Une étude à paraître ce vendredi 20 janvier dans l’édition en ligne du British Medical Journal (BMJ) démontre qu’il n’existe aucun lien entre la présence d’une tumeur cérébrale et l’usage du téléphone portable

“Aucun risque spécifique n’a pu être mis en évidence en relation avec la durée moyenne et la fréquence des appels passés, l’âge de l’usager, ou le nombre d’années d’usage”, indiquent Patricia McKinney (université de Leeds) et ses collègues dans cette étude. L’étude a été menée sur 966 Britanniques âgés de 18 à 69 ans, se servant régulièrement d’un téléphone portable et ayant souffert entre 2000 et 2004 d’un gliome, une forme de tumeur cérébrale relativement fréquente chez l’homme. Ces résultats ont été comparés avec ceux enregistrés sur 1.700 usagers de téléphones portables en bonne santé. Ces résultats confirment les conclusions de travaux déjà menés aux Etats-Unis, au Danemark et en Suède, notent les auteurs. Malgré tout, cela ne suffisait pas à rassurer les consommateurs balancés entre une multitude d’études souvent contradictoires. Du coup, pour faire la part du vrai, l’Organisation Mondiale de la Santé (OMS) avait souhaité récemment que des études poussées soient menées sur les risques de cancer du cerveau lié à un usage intensif des portables, en particulier pour les enfants. Enfin, il reste un risque spécifique lié à l’usage des téléphones portables en zone rurale, où le signal électromagnétique est plus puissant pour compenser l’espacement des antennes-relais. Cet état de fait a été montré du doigt par des scientifiques. Selon nos confrères de l’AFP, cette étude du BMJ a été réalisée dans le cadre d’une étude internationale Interphone, menée dans treize pays sur les effets pour la santé du téléphone portable. Les ombres au tableau?

Sans mettre en doute l’impartialité des scientifiques britanniques, leur conclusion s’accompagne pourtant de questions qui laissent planer un certain doute.

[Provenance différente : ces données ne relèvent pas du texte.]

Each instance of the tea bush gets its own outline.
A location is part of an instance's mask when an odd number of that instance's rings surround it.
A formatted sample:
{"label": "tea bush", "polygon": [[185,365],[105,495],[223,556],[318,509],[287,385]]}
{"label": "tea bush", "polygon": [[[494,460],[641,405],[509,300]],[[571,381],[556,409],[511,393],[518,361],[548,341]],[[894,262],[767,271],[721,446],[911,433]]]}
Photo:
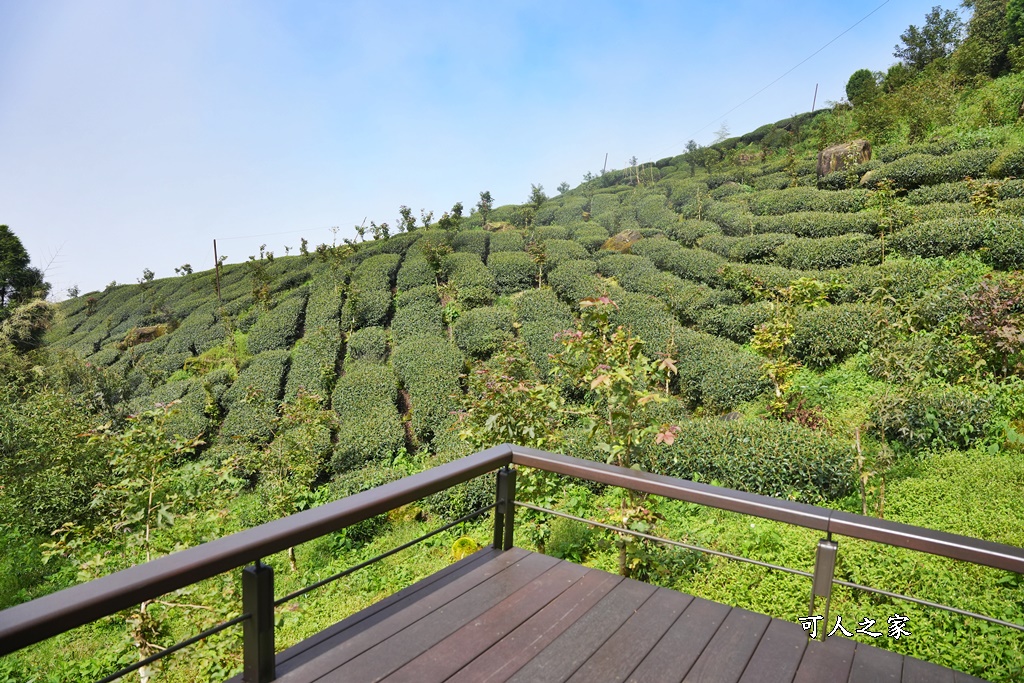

Par exemple, l’étude reconnaît que le nombre de tumeurs du cerveau augmente, 4.000 nouveaux cas sont diagnostiqués annuellement en Grande-Bretagne et 20.000 aux Etats-Unis. Mais surtout, l’étude constate que chez les personnes atteintes d’un cancer, les tumeurs sont généralement présentes sur le coté de la tête qui utilise le téléphone mobile ! Interpellé sur cette singularité, le Professeur Swerdlow, de l’Université de Manchester, affirme qu’elle proviendrait du suivi trop régulier des patients dans le cadre de l’enquête. “Les gens ont tendance à se rappeler et/ou embellir ou falsifier de souvenir de choses qu’ils pensent qu’elles pourraient être importantes“. Et pour balayer les doutes, il rappelle que “Globalement, nos découvertes sont consistantes avec la plupart des études sur l’utilisation des téléphones mobiles“. Nous voilà rassurés ! Jusqu’à la prochaine étude qui démontrera certainement le contraire?